Ero perfino infastidita dai messaggi di Olly, tanto che non riuscii a capire come avessi fatto a sopportare il suo comportamento fino a quel momento. Mi sentivo talmente incompresa, che mi venne voglia di andare a correre per sfogarmi. Colsi la rara occasione al volo e in batter d’occhio uscii di casa, mia madre probabilmente non si sarebbe accorta di nulla dato che probabilmente sarebbe tornata nel cuore della notte.  Anche quella sera. Percorsi il vialetto che mi portava alla strada principale, il cielo era tinto di un blu scuro e le stelle sembravano nascondersi per l’eccessiva luminosità giallognola dei lampioni. Erano circa le otto di sera, eppure la piccola città in cui vivevo sembrava deserta, come se il freddo di quel rigido inverno potesse pietrificare il cuore di ogni abitante. Iniziai a correre prima lentamente, poi quando accessi l’ipod aumentai il ritmo senza nemmeno accorgermene. Avril Lavigne cantava nelle mie orecchie ad un volume pericoloso, io correvo e non sapevo nemmeno dove andassi. Non aveva importanza, nulla sembrava avere più importanza. L’aria gelida colpiva le mie guance e ad un certo punto le sentii inumidirsi, mi fermai sotto a un gigantesco lampione decorato da luci natalizie, alzai lo sguardo sopra di me e vidi piccoli fiocchi di neve precipitare verso di me.  Stava nevicando, la prima nevicata della stagione, questo momento avrebbe portato allegria e gioia in ogni casa illuminata quella sera e fu esattamente quel pensiero a farmi sentire ancora più sola. Le guance cominciarono a inumidirsi in modo più evidente e la causa non era di certo l’improvvisa nevicata. Lacrime, erano solo inutili lacrime di rassegnazione. Mi incamminai verso casa e spensi l’ipod per godermi il silenzio di quella serata, che, di certo, era la perfetta colonna sonora per il mio stato d’animo.

«Ehi bellissima, che ci fai qui tutta sola?»

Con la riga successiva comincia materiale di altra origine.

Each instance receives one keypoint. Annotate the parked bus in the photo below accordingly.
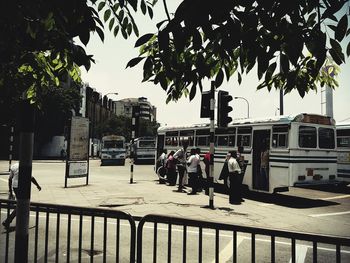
(113, 150)
(144, 149)
(301, 148)
(343, 148)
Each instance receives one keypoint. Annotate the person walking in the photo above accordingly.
(180, 156)
(224, 174)
(171, 169)
(192, 169)
(264, 167)
(13, 188)
(234, 179)
(161, 169)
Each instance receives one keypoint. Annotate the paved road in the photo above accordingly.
(308, 210)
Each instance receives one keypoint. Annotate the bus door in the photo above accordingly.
(261, 138)
(160, 145)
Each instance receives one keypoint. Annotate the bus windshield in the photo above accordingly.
(147, 144)
(113, 144)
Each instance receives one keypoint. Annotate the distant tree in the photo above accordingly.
(286, 41)
(121, 125)
(38, 50)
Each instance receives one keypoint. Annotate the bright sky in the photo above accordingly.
(109, 75)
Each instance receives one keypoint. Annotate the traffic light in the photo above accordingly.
(223, 108)
(205, 104)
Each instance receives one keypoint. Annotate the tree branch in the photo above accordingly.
(166, 9)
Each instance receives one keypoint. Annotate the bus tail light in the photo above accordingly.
(317, 177)
(310, 171)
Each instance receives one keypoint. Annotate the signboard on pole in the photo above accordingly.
(77, 163)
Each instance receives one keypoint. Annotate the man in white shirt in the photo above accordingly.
(234, 171)
(13, 187)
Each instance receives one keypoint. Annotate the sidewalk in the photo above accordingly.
(144, 196)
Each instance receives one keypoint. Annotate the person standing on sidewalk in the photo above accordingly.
(192, 169)
(13, 187)
(180, 156)
(234, 171)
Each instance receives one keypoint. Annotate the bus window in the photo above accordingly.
(171, 138)
(231, 140)
(307, 137)
(326, 138)
(202, 141)
(280, 136)
(222, 140)
(187, 136)
(343, 138)
(244, 135)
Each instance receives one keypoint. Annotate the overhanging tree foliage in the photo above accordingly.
(37, 47)
(216, 39)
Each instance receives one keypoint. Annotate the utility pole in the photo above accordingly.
(134, 132)
(212, 149)
(26, 141)
(12, 129)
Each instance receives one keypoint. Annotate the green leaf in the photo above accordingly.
(116, 30)
(111, 23)
(85, 37)
(284, 63)
(136, 30)
(144, 39)
(100, 33)
(337, 48)
(311, 19)
(150, 12)
(193, 91)
(133, 3)
(143, 7)
(121, 15)
(107, 15)
(341, 28)
(219, 78)
(129, 29)
(101, 5)
(269, 72)
(133, 62)
(335, 56)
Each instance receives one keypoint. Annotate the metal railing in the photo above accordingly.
(218, 228)
(62, 233)
(67, 230)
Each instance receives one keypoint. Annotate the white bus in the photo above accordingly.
(343, 148)
(301, 148)
(113, 150)
(144, 149)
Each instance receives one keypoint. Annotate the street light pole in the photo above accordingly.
(245, 101)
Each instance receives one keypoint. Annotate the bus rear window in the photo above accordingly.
(326, 138)
(307, 137)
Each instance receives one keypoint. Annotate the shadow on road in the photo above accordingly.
(288, 200)
(280, 199)
(341, 189)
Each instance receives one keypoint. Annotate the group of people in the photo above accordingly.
(232, 173)
(172, 167)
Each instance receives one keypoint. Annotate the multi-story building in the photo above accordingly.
(147, 110)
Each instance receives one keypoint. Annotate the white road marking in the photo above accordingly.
(266, 204)
(336, 197)
(300, 254)
(227, 253)
(331, 214)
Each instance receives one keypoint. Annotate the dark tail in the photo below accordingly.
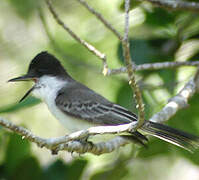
(171, 135)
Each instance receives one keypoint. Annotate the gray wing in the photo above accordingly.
(91, 106)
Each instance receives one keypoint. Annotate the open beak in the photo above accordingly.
(24, 78)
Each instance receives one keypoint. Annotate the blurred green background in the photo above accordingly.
(156, 35)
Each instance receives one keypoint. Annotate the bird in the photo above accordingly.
(77, 107)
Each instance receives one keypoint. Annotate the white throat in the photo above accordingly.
(46, 89)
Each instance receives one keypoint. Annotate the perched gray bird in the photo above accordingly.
(78, 107)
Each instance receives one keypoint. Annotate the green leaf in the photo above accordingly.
(17, 151)
(155, 147)
(133, 4)
(60, 170)
(24, 8)
(159, 17)
(118, 170)
(28, 102)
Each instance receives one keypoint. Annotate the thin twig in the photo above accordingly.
(70, 142)
(131, 70)
(176, 4)
(177, 102)
(101, 18)
(154, 66)
(77, 38)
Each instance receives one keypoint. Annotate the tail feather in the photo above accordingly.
(171, 135)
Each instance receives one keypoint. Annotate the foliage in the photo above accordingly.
(162, 36)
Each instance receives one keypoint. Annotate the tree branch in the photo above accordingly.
(177, 102)
(176, 4)
(101, 18)
(154, 66)
(130, 68)
(73, 143)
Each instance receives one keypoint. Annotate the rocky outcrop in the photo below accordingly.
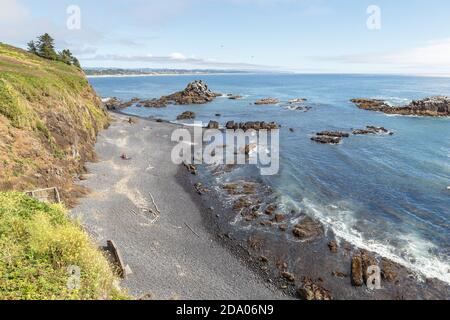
(312, 291)
(213, 125)
(254, 125)
(336, 137)
(308, 229)
(188, 115)
(267, 101)
(112, 103)
(438, 106)
(196, 92)
(296, 101)
(337, 134)
(117, 104)
(372, 130)
(327, 139)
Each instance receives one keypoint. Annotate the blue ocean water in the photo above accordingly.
(384, 193)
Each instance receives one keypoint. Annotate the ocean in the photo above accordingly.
(387, 194)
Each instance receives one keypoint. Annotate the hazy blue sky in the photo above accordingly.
(296, 35)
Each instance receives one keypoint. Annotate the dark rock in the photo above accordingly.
(388, 270)
(339, 274)
(230, 125)
(308, 229)
(267, 101)
(336, 134)
(357, 271)
(191, 168)
(196, 92)
(372, 130)
(112, 104)
(288, 276)
(438, 106)
(270, 210)
(251, 125)
(213, 125)
(312, 291)
(326, 139)
(368, 260)
(333, 246)
(299, 100)
(279, 218)
(200, 189)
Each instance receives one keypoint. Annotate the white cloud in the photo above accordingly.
(432, 54)
(177, 56)
(12, 11)
(175, 59)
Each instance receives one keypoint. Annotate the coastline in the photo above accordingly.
(164, 75)
(305, 260)
(171, 254)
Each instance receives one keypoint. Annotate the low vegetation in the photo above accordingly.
(49, 120)
(40, 247)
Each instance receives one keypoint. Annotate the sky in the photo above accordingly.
(306, 36)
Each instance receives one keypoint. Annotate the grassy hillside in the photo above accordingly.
(38, 244)
(49, 119)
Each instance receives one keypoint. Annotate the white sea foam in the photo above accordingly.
(415, 255)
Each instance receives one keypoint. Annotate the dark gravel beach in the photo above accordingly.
(172, 255)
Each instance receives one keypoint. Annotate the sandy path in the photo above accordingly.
(167, 258)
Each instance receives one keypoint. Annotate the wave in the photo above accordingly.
(415, 253)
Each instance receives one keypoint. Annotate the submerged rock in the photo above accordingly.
(251, 125)
(333, 246)
(337, 134)
(438, 106)
(312, 291)
(299, 100)
(188, 115)
(372, 130)
(357, 271)
(112, 103)
(308, 229)
(267, 101)
(213, 125)
(326, 139)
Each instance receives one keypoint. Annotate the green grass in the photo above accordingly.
(28, 84)
(38, 243)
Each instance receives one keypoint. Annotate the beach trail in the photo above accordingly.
(140, 204)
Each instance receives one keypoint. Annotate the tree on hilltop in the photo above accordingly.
(32, 47)
(46, 47)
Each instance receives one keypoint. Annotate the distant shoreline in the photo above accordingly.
(163, 75)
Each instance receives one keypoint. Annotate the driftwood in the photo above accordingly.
(49, 195)
(116, 258)
(192, 230)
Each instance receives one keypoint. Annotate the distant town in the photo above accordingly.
(149, 72)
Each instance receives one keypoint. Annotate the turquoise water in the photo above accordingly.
(384, 193)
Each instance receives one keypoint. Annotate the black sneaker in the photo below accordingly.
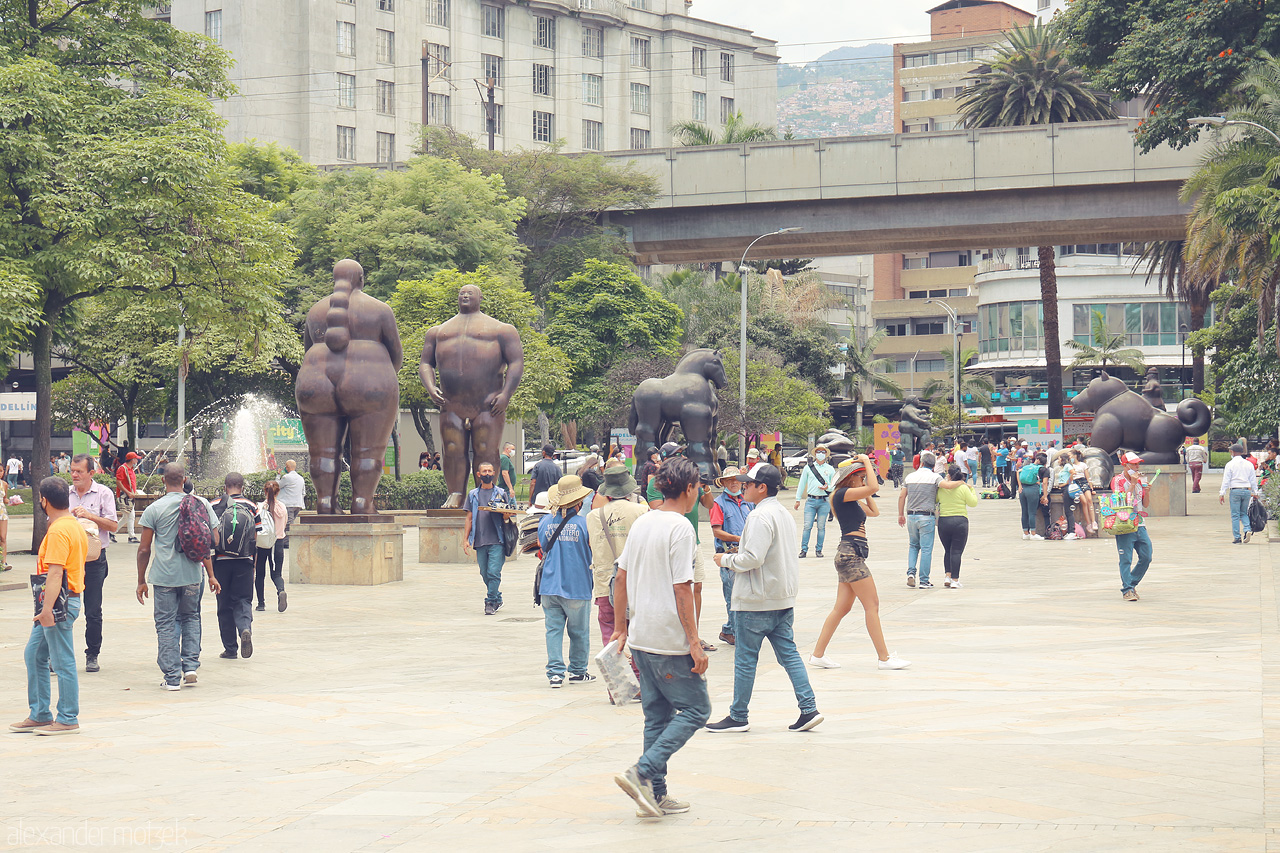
(807, 721)
(728, 724)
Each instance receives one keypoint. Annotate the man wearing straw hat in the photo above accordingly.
(565, 588)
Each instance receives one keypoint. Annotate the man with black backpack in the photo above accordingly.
(177, 539)
(234, 550)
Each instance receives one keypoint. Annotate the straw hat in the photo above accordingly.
(567, 492)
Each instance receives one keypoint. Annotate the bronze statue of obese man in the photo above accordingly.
(479, 361)
(347, 386)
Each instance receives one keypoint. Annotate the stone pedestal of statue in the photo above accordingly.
(439, 537)
(360, 551)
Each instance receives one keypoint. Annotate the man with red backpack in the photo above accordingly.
(234, 551)
(177, 542)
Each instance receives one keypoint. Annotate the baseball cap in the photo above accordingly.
(766, 474)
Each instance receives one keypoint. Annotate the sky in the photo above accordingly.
(808, 28)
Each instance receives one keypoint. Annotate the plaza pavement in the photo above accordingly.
(1042, 712)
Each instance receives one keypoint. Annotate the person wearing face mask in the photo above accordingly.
(813, 489)
(483, 532)
(728, 518)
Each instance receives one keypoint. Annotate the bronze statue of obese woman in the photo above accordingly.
(347, 386)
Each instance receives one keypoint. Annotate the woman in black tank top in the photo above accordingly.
(853, 500)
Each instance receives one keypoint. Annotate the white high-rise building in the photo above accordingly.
(353, 81)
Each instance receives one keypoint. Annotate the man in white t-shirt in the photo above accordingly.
(656, 575)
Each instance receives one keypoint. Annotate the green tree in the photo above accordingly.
(1032, 82)
(736, 129)
(1182, 56)
(113, 187)
(1105, 349)
(566, 199)
(425, 302)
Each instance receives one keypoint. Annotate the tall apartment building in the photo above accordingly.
(352, 81)
(927, 81)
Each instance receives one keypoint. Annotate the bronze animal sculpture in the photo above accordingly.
(480, 361)
(1127, 420)
(686, 397)
(347, 387)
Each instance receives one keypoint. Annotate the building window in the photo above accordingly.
(346, 39)
(347, 91)
(544, 127)
(543, 80)
(438, 13)
(387, 146)
(727, 110)
(699, 62)
(727, 68)
(437, 109)
(438, 60)
(214, 24)
(387, 46)
(640, 99)
(346, 142)
(593, 42)
(492, 21)
(593, 135)
(492, 68)
(544, 32)
(639, 53)
(593, 90)
(385, 97)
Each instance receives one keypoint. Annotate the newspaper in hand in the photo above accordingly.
(616, 671)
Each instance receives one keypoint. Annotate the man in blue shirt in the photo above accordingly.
(483, 532)
(567, 582)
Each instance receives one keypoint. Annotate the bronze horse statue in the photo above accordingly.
(688, 397)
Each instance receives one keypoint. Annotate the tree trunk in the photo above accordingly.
(1052, 340)
(41, 352)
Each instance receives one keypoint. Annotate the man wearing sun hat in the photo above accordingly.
(566, 583)
(1129, 480)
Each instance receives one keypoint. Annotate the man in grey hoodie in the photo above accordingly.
(766, 582)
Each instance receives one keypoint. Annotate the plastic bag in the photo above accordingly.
(616, 671)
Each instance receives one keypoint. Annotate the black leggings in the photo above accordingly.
(954, 533)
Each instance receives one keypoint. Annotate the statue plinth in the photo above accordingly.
(346, 550)
(440, 537)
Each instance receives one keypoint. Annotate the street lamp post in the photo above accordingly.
(741, 340)
(955, 361)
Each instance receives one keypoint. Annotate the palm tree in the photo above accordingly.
(978, 386)
(736, 129)
(1105, 349)
(1031, 82)
(863, 369)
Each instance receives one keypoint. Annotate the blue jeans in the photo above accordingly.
(1125, 544)
(54, 646)
(814, 511)
(490, 559)
(919, 529)
(675, 705)
(1239, 503)
(576, 616)
(727, 585)
(177, 614)
(753, 628)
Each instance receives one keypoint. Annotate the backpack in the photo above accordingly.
(237, 532)
(195, 536)
(266, 537)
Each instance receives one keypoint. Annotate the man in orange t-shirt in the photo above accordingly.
(63, 551)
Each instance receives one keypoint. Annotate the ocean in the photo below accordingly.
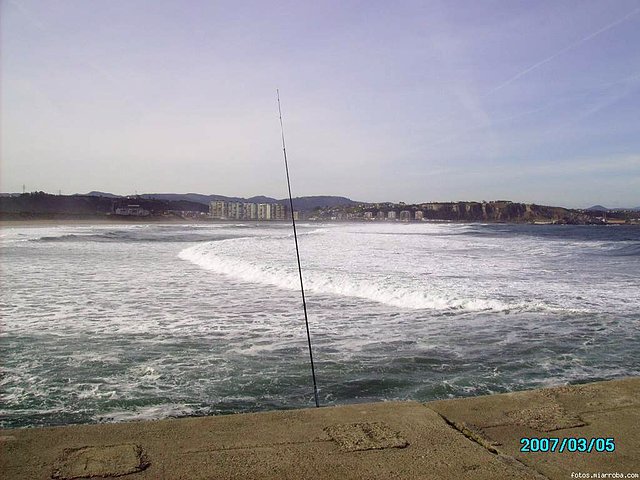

Alzai lo sguardo e vidi di fronte a me un ragazzo alto almeno trenta centimetri più di me, che mi guardava mostrando un ghigno agghiacciante. Rabbrividii e mi maledetti per essere uscita dimenticando lo spray al peperoncino che mi aveva comprato mia madre. Mi voltai e cominciai a correre nella direzione opposta, ma non andavo a correre praticamente mai e la mia velocità ne pagava le conseguenze. Mi voltai e vidi che il ragazzo mi inseguiva con decisione e, in qualche modo, percepii dal suo sguardo, che non avrebbe rinunciato. Il mio respiro si fece sempre più affannato e cominciai a sentirmi una preda spacciata. Tentai di gridare, ma sembrava che a nessuno importasse di ciò che stava succedendo la fuori. Ero terrorizzata e fu proprio quando pensai di rassegnarmi, che vidi una macchina scura e brillante, affiancare il marciapiede su cui stavo correndo da un tempo che mi sembrava interminabile. Vidi l’auto rallentare e quando notai che il viso del conducente mi era squisitamente familiare, non pensai ad altro se non a fiondarmi in macchina. Si, proprio nella macchina di quello sconosciuto.